As my son Dan was studying for his bar mitzvah my father wanted to get a very special tallit for him. Grandad was going to presented it to him on his bar mitzvah day. He made arrangements for a friend to buy a tallit while he was in Israel.
While Dan was diligently preparing for his special day my dad had a stroke and was hospitalized. As the day of bar mitzvah approached it became evident that Dan’s grandfather would not be able to be physically present and his condition deteriorated.
On January 26, 1985 Dan was ready to have his ceremony and my father Dans grandfather was not able to attend.
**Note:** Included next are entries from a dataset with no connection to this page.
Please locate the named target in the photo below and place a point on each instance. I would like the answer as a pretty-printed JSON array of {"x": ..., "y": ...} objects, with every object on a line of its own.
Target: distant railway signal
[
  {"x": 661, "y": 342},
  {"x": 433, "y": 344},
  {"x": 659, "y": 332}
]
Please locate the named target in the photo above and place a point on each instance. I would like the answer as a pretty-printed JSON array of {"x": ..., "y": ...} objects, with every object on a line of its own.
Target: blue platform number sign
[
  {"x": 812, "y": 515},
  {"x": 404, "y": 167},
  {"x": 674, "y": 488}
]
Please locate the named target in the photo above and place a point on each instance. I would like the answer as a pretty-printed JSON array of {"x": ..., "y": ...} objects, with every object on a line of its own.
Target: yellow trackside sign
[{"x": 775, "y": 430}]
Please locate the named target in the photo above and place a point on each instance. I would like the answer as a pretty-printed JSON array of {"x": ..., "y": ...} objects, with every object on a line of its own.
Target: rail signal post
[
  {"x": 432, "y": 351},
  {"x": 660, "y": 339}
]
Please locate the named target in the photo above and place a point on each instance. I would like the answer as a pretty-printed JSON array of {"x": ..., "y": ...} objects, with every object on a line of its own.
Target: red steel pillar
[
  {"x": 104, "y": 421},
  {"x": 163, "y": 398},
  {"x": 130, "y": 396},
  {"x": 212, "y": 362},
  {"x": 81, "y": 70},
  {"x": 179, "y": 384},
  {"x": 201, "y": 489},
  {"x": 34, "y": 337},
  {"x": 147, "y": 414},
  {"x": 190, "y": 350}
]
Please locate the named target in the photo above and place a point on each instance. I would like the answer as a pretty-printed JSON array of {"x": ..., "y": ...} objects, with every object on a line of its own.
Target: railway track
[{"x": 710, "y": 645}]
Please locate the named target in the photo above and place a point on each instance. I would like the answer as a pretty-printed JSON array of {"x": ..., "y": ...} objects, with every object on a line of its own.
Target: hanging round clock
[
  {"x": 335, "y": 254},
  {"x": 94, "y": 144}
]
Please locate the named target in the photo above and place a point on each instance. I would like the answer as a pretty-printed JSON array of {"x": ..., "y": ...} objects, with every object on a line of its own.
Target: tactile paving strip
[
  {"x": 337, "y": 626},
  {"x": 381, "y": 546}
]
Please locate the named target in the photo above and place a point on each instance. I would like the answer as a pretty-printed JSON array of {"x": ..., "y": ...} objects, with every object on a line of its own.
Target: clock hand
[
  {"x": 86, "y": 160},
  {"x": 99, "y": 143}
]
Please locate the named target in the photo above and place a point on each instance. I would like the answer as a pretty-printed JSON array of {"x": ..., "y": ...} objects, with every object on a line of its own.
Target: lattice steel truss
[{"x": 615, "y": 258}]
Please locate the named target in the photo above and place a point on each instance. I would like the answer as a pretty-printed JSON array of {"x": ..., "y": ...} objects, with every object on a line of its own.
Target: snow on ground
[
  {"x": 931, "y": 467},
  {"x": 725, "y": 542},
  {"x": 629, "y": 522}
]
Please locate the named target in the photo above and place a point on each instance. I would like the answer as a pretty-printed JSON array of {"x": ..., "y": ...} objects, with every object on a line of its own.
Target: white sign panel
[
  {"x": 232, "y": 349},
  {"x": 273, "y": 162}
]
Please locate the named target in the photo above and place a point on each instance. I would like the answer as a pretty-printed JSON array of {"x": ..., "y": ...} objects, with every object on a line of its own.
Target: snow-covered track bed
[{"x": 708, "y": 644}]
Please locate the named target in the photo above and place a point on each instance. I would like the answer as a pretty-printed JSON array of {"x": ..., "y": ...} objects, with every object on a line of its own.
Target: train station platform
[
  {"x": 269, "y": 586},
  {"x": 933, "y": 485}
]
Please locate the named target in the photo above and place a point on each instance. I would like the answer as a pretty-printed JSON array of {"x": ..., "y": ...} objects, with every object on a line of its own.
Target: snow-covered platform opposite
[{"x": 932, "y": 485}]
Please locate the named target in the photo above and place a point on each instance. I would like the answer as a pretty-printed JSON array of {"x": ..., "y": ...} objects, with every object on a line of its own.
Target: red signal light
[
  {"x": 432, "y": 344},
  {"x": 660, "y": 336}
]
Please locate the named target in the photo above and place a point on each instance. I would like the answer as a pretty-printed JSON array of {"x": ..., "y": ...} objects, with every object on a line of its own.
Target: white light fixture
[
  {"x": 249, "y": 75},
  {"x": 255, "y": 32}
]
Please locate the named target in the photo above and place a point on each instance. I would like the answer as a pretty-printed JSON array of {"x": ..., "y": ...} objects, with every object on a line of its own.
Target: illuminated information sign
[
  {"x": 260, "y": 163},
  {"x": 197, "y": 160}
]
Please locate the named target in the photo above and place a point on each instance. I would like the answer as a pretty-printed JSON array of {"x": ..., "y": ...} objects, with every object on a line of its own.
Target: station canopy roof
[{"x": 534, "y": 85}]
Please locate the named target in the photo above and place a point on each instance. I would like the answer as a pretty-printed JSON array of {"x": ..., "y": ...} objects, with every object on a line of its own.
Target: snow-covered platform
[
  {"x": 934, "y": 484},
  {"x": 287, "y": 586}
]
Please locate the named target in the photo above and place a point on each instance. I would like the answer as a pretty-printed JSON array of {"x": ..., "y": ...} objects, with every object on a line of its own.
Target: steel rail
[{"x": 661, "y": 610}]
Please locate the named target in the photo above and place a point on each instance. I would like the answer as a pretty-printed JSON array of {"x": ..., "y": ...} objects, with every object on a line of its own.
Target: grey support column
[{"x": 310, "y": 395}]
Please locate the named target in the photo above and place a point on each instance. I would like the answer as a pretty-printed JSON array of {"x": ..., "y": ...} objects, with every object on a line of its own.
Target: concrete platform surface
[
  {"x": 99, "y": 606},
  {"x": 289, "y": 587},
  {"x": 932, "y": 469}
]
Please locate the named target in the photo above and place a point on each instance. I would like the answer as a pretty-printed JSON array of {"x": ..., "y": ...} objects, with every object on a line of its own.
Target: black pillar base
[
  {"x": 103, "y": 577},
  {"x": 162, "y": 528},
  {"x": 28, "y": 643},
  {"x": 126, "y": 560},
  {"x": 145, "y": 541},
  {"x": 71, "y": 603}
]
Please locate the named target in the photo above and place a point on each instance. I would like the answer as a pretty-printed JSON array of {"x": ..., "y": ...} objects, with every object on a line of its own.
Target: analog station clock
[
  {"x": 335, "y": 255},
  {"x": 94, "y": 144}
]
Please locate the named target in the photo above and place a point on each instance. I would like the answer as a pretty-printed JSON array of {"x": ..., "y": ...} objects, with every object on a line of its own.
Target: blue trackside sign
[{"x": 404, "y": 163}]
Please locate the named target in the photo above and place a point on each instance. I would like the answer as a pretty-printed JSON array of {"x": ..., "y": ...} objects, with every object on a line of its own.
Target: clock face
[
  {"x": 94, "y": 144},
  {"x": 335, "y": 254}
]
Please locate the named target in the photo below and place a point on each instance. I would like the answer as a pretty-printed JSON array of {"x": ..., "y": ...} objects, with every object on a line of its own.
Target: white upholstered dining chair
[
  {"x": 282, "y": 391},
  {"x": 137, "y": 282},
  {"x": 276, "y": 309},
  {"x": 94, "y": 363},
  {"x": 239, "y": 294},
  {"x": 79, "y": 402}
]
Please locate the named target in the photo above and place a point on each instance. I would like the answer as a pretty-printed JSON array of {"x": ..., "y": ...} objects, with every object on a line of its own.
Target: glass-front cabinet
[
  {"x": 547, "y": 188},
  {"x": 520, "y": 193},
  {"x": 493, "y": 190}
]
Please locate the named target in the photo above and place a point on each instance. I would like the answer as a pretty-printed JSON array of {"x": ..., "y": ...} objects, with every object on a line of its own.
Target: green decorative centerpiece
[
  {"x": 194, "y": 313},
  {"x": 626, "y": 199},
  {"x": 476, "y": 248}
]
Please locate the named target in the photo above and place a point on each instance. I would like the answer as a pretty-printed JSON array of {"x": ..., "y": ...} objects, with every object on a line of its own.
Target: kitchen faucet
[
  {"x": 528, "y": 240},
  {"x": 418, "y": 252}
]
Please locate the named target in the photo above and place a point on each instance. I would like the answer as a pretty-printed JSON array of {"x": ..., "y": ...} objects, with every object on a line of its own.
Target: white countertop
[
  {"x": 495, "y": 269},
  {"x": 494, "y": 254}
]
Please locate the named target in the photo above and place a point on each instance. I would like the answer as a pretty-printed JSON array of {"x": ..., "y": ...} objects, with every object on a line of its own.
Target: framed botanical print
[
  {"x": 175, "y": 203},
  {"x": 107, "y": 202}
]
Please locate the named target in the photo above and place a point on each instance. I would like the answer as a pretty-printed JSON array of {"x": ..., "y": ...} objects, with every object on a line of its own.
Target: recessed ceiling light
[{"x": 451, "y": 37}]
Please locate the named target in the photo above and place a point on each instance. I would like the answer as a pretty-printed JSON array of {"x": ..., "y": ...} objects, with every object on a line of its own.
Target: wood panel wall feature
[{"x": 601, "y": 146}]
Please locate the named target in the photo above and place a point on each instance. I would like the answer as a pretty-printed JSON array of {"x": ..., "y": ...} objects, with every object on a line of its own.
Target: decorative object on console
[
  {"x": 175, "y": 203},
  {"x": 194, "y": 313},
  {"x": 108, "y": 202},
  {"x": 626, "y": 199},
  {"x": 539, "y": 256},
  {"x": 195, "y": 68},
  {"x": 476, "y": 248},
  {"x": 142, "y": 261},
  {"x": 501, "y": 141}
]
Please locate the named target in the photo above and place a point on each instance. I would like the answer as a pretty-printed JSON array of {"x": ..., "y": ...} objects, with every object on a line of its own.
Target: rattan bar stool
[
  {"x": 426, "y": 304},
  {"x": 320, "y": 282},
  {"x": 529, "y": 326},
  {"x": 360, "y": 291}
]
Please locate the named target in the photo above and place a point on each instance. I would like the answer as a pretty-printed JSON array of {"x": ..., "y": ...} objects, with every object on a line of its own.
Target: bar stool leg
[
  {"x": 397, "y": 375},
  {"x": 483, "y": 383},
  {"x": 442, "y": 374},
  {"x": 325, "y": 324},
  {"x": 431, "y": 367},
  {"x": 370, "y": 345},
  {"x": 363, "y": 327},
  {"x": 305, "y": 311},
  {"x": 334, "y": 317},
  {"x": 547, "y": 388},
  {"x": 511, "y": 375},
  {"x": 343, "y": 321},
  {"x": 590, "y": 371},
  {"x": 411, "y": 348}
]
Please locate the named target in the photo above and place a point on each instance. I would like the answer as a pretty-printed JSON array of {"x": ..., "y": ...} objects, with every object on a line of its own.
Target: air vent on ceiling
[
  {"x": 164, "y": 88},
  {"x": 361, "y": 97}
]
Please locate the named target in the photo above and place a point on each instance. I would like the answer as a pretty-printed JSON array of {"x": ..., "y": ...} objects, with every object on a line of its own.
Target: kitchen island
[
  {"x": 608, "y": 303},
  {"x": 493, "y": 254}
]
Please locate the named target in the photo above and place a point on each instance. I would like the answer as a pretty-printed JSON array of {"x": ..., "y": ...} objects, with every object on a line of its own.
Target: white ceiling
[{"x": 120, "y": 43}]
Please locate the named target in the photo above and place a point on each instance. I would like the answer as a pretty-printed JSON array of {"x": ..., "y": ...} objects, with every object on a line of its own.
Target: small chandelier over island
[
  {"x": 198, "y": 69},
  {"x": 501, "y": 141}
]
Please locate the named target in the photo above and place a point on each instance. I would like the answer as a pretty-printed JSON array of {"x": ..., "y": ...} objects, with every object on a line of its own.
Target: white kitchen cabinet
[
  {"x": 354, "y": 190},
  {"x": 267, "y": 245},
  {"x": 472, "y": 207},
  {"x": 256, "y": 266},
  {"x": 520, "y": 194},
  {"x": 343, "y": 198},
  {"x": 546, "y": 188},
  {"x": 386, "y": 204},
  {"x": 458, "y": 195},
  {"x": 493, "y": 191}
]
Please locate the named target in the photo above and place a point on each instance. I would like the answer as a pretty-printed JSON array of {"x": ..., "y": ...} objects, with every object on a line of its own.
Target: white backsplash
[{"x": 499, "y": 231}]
My brother Dans uncle presented that tallit to Dan amidst emotional sharing of my father’s desire to present that symbol of Judaism to his first grandson born in freedom away from Hitlers carnage that took the lives of all our family. I think everyone cried. The family standing on the bima with Dan and my brother were full of emotions. So, when Dan took the tallit from Uncle Ted’s hands, said the prayer and put the tallit on we felt my dad’s presence with us in spirit.
My dad passed away February 10, 1985.
Barbara Rosen
In the mid 1970’s my husband and I joined TBS and became members of a wonderful chavurah. When one of the members of the group suggested that we take a week-end trip to the mountains to ski, I jumped at the chance. Why? Because I had always admired bright, colorful ski clothes. I just couldn’t justify buying ski clothes unless I learned to ski. So, I took lessons, bought the clothes and became a ski enthusiast.
What does this have to do with my tallit? Similar story. On a trip to Israel in 2016 I couldn’t resist the temptation to buy a beautiful, brightly colored tallit I found in Jerusalem. However, I couldn’t justify wearing a tallit since I never became Bat Mitzvah. In fact, a few years later my husband bought me a second tallit at TBS made by the Women at the Wall. Now I had 2 tallitot and still felt guilty wearing either of them. When I was a teen, girls couldn’t have a bat mitzvah at my Conservative temple in West Covina. So, my tallit story is simple: buy a tallit and become Bat Mitzvah. 2019 check! Now I proudly wear the tallit that I truly earned. And, by the way, I gave up skiing in exchange for my Medicare card.